Fim da vacinação contra aftosa eleva importância da atualização cadastral
A partir de maio de 2026, os produtores rurais de São Paulo enfrentam uma nova obrigatoriedade: a atualização dos dados de seus rebanhos para garantir a emissão da Guia de Trânsito Animal (GTA), documento essencial para a movimentação de animais no estado. A medida, parte da Campanha de Atualização de Rebanhos 2026, foi implementada pela Secretaria de Agricultura e Abastecimento de São Paulo com o objetivo de fortalecer o monitoramento sanitário estadual, especialmente após o término da vacinação obrigatória contra febre aftosa em 2023. Sem a declaração atualizada, os produtores não poderão emitir a GTA, o que inviabiliza o transporte de animais entre propriedades, municípios ou estados.
Sistema GEDAVE centraliza o cadastramento de todas as espécies
A atualização deve ser realizada por meio do Sistema de Gestão da Defesa Animal e Vegetal (GEDAVE), abrangendo não apenas bovinos e búfalos, mas também equinos, suínos, ovinos, caprinos, aves, peixes, abelhas e bicho-da-seda.

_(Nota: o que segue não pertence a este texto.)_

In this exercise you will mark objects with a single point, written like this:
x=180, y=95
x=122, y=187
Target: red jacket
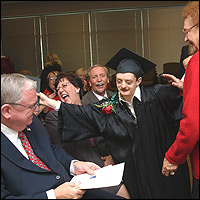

Segundo a Defesa Agropecuária do estado, a medida visa aprimorar a rastreabilidade do rebanho paulista, permitindo respostas mais rápidas em casos de surtos de doenças que impactam a economia, como a febre aftosa. A campanha, que começou em 11 de maio, segue até junho e foi antecipada para evitar congestionamentos no sistema.
Contribuição ao Fundesa-PEC será calculada com base nos dados declarados
Outra novidade introduzida em 2026 é a vinculação da atualização dos rebanhos ao Fundesa-PEC, um fundo estadual criado para financiar ações de defesa sanitária animal. O valor da contribuição será proporcional ao número de bovinos e bubalinos declarados pelo produtor, conforme esclarecido pela Secretaria de Agricultura. A medida reforça a fiscalização e o planejamento de ações de vigilância epidemiológica, além de garantir a conformidade com os requisitos sanitários para acesso a mercados nacionais e internacionais.
Governo paulista prioriza vigilância sanitária após mudança no cenário da aftosa
A obrigatoriedade da atualização dos rebanhos ganha relevância em um contexto de transição sanitária. Desde 2023, quando São Paulo suspendeu a vacinação contra febre aftosa, o estado depende exclusivamente de sistemas de rastreabilidade e monitoramento epidemiológico para manter seu status sanitário. Segundo a Defesa Agropecuária, a medida é estratégica para preservar a classificação de “estado livre de febre aftosa com vacinação” — ou, futuramente, “sem vacinação” — que garante vantagens comerciais ao setor pecuário. “A atualização periódica dos rebanhos é fundamental para a manutenção da segurança sanitária e a competitividade da pecuária paulista”, afirmou um representante do governo.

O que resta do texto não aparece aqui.